Fu questo il nostro stupendo segreto

per il quale settant'anni di amicizia

non produssero un'ombra fra noi

non provocarono uno screzio,

un punto di ruggine o di attrito.

E ora, caro Marino,

stringiamoci un'altra volta la mano

nella medesima serenità di quel giorno

quando eravamo tu Scavezzo, io il barone Del Cedro.

 

(da "Tutte le poesie", Mondadori, Milano 2002, p. 843)

 

 

 

 

SABA

di Vittorio Sereni (1913-1983)

 

Berretto pipa bastone, gli spenti

oggetti d’un ricordo.

Ma io li vidi animati indosso a uno

ramingo in un’Italia di macerie e di polvere.

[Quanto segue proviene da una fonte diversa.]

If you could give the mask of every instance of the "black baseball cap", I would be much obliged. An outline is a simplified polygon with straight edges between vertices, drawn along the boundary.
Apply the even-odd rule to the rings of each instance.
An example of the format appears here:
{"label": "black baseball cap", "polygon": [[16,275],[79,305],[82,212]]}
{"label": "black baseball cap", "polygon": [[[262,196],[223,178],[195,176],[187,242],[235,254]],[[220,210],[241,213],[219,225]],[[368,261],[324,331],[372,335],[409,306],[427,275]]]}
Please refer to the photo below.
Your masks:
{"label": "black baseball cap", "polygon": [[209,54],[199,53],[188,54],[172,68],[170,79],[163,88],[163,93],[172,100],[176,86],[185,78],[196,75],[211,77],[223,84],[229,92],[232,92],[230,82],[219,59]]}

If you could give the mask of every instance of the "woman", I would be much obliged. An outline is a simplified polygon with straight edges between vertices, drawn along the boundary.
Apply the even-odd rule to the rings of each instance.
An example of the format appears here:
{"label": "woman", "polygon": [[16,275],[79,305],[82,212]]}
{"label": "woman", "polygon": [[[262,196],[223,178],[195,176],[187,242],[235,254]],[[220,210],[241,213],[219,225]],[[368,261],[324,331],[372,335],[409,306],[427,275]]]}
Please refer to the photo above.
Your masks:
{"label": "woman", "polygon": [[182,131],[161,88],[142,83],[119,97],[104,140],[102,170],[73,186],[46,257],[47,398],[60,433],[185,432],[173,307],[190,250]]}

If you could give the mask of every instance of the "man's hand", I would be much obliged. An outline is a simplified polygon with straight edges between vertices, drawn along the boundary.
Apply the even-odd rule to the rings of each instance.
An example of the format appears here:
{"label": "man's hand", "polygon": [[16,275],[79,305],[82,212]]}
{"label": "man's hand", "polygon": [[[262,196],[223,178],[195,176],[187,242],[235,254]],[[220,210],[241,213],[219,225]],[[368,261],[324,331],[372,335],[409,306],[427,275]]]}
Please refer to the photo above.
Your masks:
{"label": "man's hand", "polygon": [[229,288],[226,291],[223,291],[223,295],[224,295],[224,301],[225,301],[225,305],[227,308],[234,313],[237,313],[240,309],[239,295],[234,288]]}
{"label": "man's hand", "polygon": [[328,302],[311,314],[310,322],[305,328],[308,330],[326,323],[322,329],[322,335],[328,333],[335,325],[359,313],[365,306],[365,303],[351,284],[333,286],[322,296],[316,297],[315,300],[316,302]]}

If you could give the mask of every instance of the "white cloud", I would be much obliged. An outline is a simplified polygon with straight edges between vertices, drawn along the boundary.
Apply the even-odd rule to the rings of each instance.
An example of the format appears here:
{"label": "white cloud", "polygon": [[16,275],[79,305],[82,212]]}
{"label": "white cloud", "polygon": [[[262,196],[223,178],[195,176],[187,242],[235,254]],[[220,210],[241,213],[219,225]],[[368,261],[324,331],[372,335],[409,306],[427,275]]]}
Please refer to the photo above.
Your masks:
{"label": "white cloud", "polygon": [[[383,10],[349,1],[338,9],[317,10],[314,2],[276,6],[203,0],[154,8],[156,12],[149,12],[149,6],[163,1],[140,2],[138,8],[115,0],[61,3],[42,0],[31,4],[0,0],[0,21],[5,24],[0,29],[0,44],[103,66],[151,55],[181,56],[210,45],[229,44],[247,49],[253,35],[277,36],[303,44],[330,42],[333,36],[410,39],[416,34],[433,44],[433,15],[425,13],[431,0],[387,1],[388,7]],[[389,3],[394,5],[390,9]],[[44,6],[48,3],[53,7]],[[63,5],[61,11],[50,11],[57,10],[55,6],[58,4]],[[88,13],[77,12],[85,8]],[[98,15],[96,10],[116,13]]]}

Sempre di sé parlava ma come lui nessuno

ho conosciuto che di sé parlando

e ad altri vita chiedendo nel parlare

altrettanta e tanta più ne desse

a chi stava ad ascoltarlo.

E un giorno, un giorno o due dopo il 18 aprile,

lo vidi errare da una piazza all’altra

dall’uno all’altro caffè di Milano

inseguito dalla radio.

«Porca – vociferando – porca.» Lo guardava

stupefatta la gente.

Lo diceva all’Italia. Di schianto, come a una donna

che ignara o no a morte ci ha ferito.

 

(da "Gli strumenti umani", Einaudi, Torino 1995, p. 36)

 

 

 

 

A STEFANO MALLARMÉ

di Federigo Tozzi (1883-1920)

 

Il mare, forse, ti comprende bene

Quando la cener delle tue parole

Cade da tutto il cielo e si sovviene

Del fuoco spento di un eterno sole

 

Sopra la voluttà delle sirene,

Che insegnano la morte alle figliuole.

Ma l'anima che troppo a sé ritiene,

Inutilmente vasta, se ne duole.

 

E tu se' buono come Marsia ed hai

Le labbra appesantite dal destino,

Sì come da una pietra sepolcrale.

 

Tu nel silenzio dell'azzurro stai,

E al tuo rorido sogno sei vicino

Sì come arcangel che si guarda le ale.